Dr. Anoop Kumar (IMHL’15) has published a new book, Michelanglo’s Medicine: how redefining the human body will transform health and healthcare. The book offers a refreshing look at the human body not just as a bunch of organs, but rather as “a masterpiece, waiting to be discovered.” Dr. Kumar proposes a new approach based on his experiences as an ER doctor, as well as the eastern philosophies he grew up with.
West Vancouver-based PNG Gold has announced the appointment of Wesley Marstaller (BCom'05) as Executive Vice President of the corporation. Before coming on board at PNG Gold, Mr. Marstaller served in several capacities at the Macquarie Group, then as COO of the Rennie Group. PNG Gold CEO Greg Clarkes praises Mr. Marstaller, saying that his expertise will help with “building the management group necessary to achieve the Company’s near and long term goals.”
PNG Gold is a mining company specialized in gold exploration in Papua New Guinea.

Bombardier’s recent executive pay raises have caused heavy public criticism in the face of recent cash injections from the federal and Quebec governments. In an interview on BNN, Desautels Professor Karl Moore states that some of the outrage is misguided, since so many of the execs joined Bombardier partway through the year, which skews the numbers.
A recent Forbes book review delves into James Rickards’ The Road to Ruin: The Global Elites’ Secret Plan For The Next Financial Crisis, which makes the case that there is a big-ticket financial collapse coming, one that dwarfs the 2008 recession. Rickards lays much of the blame on macroeconomics, drawing a parallel between it and astrology.

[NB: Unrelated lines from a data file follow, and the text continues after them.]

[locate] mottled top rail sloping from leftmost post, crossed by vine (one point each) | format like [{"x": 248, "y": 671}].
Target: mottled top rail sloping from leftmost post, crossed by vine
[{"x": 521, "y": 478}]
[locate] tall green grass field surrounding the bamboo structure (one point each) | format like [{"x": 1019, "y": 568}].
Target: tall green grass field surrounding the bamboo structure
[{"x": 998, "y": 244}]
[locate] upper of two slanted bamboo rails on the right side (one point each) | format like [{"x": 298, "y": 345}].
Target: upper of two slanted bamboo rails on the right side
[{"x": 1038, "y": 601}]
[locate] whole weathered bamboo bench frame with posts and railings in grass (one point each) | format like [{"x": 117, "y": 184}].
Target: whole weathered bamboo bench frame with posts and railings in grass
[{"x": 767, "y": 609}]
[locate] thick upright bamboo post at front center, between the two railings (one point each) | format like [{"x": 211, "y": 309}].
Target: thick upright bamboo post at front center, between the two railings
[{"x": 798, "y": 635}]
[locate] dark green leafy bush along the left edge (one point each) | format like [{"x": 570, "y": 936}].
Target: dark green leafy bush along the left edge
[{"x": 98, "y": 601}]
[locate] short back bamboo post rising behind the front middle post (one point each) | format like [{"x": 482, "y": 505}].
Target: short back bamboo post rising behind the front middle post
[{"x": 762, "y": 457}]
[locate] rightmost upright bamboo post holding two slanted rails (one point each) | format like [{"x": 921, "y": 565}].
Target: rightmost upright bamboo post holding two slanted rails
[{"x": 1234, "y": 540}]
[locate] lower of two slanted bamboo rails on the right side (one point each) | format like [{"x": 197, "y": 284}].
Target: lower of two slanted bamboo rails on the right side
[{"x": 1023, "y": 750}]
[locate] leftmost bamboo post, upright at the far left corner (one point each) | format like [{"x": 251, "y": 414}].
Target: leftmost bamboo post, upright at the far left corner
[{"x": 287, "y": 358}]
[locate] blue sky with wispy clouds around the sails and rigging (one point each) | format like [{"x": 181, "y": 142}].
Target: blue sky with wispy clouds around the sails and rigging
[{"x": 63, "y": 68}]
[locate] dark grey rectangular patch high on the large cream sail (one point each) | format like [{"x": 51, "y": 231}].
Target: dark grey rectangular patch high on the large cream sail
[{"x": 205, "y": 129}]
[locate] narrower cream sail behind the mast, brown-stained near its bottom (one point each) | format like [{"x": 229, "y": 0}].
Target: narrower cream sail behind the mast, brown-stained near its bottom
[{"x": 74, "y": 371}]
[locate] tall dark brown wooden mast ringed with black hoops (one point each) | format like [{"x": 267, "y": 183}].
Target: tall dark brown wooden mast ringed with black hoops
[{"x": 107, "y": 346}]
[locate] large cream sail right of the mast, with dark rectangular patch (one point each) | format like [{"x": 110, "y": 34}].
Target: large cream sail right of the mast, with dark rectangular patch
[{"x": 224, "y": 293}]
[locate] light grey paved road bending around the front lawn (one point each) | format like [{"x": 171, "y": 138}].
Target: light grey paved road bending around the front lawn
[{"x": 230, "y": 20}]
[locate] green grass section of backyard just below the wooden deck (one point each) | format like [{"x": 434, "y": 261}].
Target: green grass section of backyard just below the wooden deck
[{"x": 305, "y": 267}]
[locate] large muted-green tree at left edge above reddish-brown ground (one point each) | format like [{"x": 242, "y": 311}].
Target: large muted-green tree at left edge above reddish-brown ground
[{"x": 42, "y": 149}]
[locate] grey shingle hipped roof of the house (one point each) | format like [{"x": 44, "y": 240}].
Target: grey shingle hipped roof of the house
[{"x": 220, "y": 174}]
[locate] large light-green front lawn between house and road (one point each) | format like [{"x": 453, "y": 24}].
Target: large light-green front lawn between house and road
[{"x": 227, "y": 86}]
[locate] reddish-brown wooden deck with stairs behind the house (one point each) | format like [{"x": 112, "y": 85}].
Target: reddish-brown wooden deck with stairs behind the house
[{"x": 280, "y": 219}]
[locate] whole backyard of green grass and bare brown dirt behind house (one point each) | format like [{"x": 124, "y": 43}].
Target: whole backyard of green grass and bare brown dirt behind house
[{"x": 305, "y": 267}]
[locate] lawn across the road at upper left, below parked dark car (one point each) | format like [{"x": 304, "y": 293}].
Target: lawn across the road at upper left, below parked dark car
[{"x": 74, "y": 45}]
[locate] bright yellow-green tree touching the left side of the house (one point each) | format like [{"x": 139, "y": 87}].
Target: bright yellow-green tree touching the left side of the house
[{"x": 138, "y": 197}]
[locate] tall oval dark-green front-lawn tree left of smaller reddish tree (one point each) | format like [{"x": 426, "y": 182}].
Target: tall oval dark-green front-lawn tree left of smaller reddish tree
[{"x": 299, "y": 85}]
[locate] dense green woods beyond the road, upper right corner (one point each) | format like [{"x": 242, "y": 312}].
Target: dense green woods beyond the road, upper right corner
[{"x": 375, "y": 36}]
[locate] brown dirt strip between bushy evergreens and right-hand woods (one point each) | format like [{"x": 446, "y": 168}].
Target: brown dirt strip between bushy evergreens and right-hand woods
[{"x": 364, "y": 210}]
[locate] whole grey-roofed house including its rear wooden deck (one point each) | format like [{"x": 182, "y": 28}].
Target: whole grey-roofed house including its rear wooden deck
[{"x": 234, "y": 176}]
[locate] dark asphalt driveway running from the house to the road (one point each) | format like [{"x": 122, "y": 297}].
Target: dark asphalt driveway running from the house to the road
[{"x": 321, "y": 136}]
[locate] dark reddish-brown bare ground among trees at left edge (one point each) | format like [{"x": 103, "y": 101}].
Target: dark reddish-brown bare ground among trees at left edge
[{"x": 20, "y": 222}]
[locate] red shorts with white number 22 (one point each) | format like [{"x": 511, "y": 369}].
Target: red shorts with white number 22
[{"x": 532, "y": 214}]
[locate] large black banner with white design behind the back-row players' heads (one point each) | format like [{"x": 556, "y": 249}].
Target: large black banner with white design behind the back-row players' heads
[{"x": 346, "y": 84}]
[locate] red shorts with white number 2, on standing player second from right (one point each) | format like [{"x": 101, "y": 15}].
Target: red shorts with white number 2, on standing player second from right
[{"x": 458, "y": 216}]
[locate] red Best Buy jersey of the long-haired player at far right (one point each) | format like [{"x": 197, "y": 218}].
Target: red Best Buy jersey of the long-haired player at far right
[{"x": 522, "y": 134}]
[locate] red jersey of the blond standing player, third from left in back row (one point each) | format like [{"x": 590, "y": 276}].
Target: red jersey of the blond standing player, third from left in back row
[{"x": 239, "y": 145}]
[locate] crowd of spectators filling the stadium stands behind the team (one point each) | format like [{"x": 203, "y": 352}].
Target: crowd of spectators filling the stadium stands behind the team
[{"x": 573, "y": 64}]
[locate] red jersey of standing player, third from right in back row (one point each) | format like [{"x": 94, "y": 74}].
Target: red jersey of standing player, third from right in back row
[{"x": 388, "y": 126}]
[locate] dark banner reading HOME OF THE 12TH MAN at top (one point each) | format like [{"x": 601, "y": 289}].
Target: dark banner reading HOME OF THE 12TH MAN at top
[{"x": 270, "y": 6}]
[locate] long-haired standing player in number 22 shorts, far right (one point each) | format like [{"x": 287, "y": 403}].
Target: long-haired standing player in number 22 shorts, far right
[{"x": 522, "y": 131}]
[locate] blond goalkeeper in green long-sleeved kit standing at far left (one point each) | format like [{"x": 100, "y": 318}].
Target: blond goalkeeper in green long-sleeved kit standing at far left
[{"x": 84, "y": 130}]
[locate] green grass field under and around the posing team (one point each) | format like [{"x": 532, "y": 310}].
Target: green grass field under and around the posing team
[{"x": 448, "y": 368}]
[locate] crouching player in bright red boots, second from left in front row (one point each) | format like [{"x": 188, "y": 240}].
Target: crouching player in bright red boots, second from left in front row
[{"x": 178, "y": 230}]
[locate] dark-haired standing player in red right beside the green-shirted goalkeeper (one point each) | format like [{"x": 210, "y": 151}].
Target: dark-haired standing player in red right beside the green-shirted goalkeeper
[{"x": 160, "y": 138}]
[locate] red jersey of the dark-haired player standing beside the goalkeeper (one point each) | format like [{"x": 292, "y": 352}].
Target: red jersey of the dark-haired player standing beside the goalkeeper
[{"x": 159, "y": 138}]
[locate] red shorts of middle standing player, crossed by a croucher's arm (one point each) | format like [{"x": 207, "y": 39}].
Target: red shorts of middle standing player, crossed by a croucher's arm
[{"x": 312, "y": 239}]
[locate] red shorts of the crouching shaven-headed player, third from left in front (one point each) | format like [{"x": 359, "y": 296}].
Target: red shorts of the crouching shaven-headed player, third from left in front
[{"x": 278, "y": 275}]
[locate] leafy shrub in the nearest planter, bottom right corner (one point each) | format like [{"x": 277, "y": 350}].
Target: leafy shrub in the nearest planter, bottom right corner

In a recent piece for the Harvard Business Review, Desautels Professor Henry Mintzberg takes aim at US President Trump’s attempts to run the United States like a business, then demolishes them. Professor Mintzberg questions the wisdom of trying to marry such disparate systems — after all, business has a very simple, measureable yardstick in the form of profit, which makes it a poor model for governing.